The figures reveal the scale of that transformation. According to the International Air Transport Association, aviation and aviation-related tourism generated approximately 92 billion dollars for the UAE economy in 2023, representing 18.2 percent of national GDP and supporting nearly one million jobs across the country. These numbers explain why aviation in the Emirates exists far beyond airports and aircraft. It became a national language — one spoken through connectivity, commerce, and long-term vision.
Within this larger story, Emirates developed into one of the industry’s most recognizable names. Over decades, the airline transformed itself from a transportation company into an international symbol associated with hospitality, precision, and global reach. Emirates aircraft became flying ambassadors. Dubai itself increasingly evolved alongside the company’s rise, creating a relationship where city and airline often appeared to grow together.
Yet the most interesting developments rarely emerge from familiar territory.

Because the future of aviation increasingly appears to ask a very different question: can an airline ecosystem contribute not only to how people travel, but also to how they eat, consume, and think about sustainability? Unexpected territory. Perhaps. The answer arrived through Bustanica.

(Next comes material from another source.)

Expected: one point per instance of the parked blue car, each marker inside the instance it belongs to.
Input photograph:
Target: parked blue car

In February 2024, Emirates Flight Catering fully acquired Emirates Bustanica — previously operating as Emirates Crop One — transforming the business into a 100 percent UAE-owned agricultural venture. At first glance, aviation and farming appear to occupy entirely different worlds. One speaks through aircraft and destinations. The other through cultivation and harvest. Yet the relationship suddenly becomes surprisingly logical when viewed through a contemporary lens where food security, resource management, and environmental responsibility increasingly shape strategic thinking.
Located near Al Maktoum International Airport at Dubai World Central, Bustanica occupies approximately 330,000 square feet, making it one of the world’s largest indoor vertical farming facilities. Scale alone impresses. The efficiency perhaps impresses more.

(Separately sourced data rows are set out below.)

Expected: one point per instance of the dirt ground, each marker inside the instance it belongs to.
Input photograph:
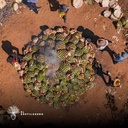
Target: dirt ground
(90, 111)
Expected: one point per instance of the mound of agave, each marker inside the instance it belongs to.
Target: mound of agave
(58, 67)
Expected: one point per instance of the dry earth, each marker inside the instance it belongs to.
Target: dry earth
(18, 30)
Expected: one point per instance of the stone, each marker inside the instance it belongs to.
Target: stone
(2, 4)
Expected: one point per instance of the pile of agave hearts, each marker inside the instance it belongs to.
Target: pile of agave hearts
(57, 67)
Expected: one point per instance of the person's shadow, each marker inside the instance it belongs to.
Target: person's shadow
(86, 33)
(54, 5)
(97, 67)
(8, 47)
(111, 53)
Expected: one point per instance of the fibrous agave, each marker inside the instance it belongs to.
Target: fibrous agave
(58, 71)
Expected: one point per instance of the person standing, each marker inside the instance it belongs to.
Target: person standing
(32, 5)
(63, 9)
(101, 43)
(120, 57)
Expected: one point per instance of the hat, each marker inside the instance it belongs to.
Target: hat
(62, 14)
(101, 42)
(116, 82)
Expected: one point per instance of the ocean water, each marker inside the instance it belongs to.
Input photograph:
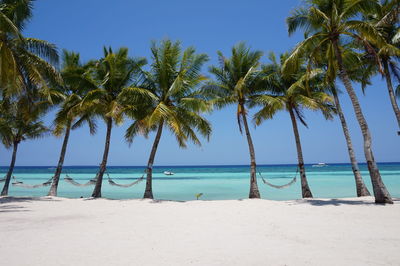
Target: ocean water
(215, 182)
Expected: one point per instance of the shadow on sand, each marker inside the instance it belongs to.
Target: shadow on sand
(7, 206)
(339, 202)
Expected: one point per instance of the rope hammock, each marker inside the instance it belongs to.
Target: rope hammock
(93, 181)
(73, 182)
(21, 184)
(282, 186)
(111, 182)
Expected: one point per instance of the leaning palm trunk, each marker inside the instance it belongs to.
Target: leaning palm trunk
(97, 189)
(305, 189)
(56, 178)
(392, 96)
(254, 192)
(360, 186)
(380, 192)
(4, 192)
(148, 193)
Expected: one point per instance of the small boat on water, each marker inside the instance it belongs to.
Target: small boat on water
(319, 165)
(168, 173)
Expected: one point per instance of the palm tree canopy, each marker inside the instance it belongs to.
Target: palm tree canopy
(74, 88)
(24, 62)
(236, 79)
(174, 81)
(291, 90)
(20, 120)
(112, 81)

The farm has capacity to produce over one million kilograms of leafy greens annually, equivalent to approximately three tonnes every day, while operating with 95 percent less water than conventional agriculture methods. In a region historically associated with climate limitations and water challenges, numbers of that magnitude immediately alter the conversation.

For decades, agriculture followed familiar visual codes: open land, changing seasons, fields extending toward distant horizons. Bustanica introduces another image entirely. Inside the facility, rows of crops exist within highly controlled environments powered through machine learning systems, artificial intelligence, patented technologies, and teams of specialists ranging from agronomists and engineers to horticultural experts and plant scientists.
The language of farming suddenly begins sounding closer to the language of aerospace. Technology regulates temperature. Light intensity changes according to precise requirements. Water usage becomes carefully monitored and optimized. Human expertise and data continuously interact.
The produce itself now reaches well beyond experimentation. Under the Bustanica brand, varieties including lettuce, spinach, kale, parsley, herbs, and microgreens appear across retailers throughout the UAE, including Spinney’s, Carrefour, Waitrose, and Choithrams. Emirates passengers encounter the products regularly as part of onboard dining experiences served across the airline network. Interesting, how sustainability frequently enters daily life through ordinary moments. A salad served during a flight rarely announces itself as innovation. Yet behind something seemingly simple may exist years of technological development, environmental strategy, and entirely new ways of thinking.
Recognition followed naturally. Bustanica later became one of the preferred produce suppliers for COP28, reinforcing its position inside wider conversations surrounding environmental responsibility and future food systems. For years, aviation promised movement across borders. Bustanica suggests another form of movement entirely — movement between industries, ideas, and possibilities previously considered unrelated.